The court accepted the terms of a plea agreement Mary Mahoney's reached with the government and sentenced the company to five years of probation and ordered it to pay a total penalty of $1,499,000, which included $149,000 as a criminal fine and $1,350,000 in forfeiture for some of the proceeds it had obtained from its fraudulent sales of seafood to its customers. The Court also imposed special conditions of supervision, to include that Mary Mahoney's maintain for no less than five years, records describing the species, sources, and the cost of the seafood it acquires for sale to its customers, and that it make these records available to any federal, state, or local governmental authority that regulates or monitors the service and distribution of food for human consumption and to any such agency that regulates the harvesting, storage, labeling, or sale of seafood.
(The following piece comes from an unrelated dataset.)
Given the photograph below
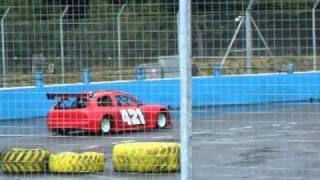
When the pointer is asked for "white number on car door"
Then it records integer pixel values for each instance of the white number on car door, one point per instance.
(132, 116)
The Court also ordered as a condition of supervision that Mary Mahoney's shall answer truthfully any inquiry from any governmental agency and from any customer as to the species, source, and cost of any seafood it prepares, serves, sells or advertises for sale.
On May 30, 2024, Mary Mahoney's pled guilty to a felony charging the corporation with conspiracy to misbrand seafood and wire fraud in connection with a scheme that began as early as 2002 and continued through November of 2019. Mahoney's, founded in 1962, admitted that between December 2013 and November 2019, the company and its co-conspirators at a Biloxi seafood wholesaler fraudulently sold as local premium species approximately 58,750 pounds (over 29 tons) of fish that was actually frozen and imported from Africa, India, and South America.
Mahoney's co-owner/manager, Anthony Charles Cvitanovich, 55, was sentenced to a term of probation for 3 years, and 4 months of home detention. He was also ordered to pay a fine of $10,000.00. On May 30, 2024, Mr. Cvitanovich pled guilty to a felony Information, charging him with misbranding of seafood during 2018 and 2019.
"Misbranding foreign seafood as premium, locally caught fish hurts the Gulf Coast seafood industry and defrauds customers that paid to taste the real thing," said U.S. Attorney Todd Gee. "This investigation and today's sentence will hopefully send a message that the Department of Justice is serious about holding businesses accountable that mislabel food sources."
U.S. Attorney Todd W. Gee of the Southern District of Mississippi and Environment and Natural Resources Division Assistant Attorney General Todd Kim made the announcement.
The Food and Drug Administration - Office of Criminal Investigations initiated the case.
Assistant U.S. Attorney Andrea C. Jones and Senior Trial Attorney Jeremy F. Korzenik of the Justice Department's Environment and Natural Resources Division are prosecuting the case.
In related charges, the Biloxi seafood wholesaler Quality Poultry and Seafood and two of its managers are scheduled for sentencing on Monday, December 11, 2024.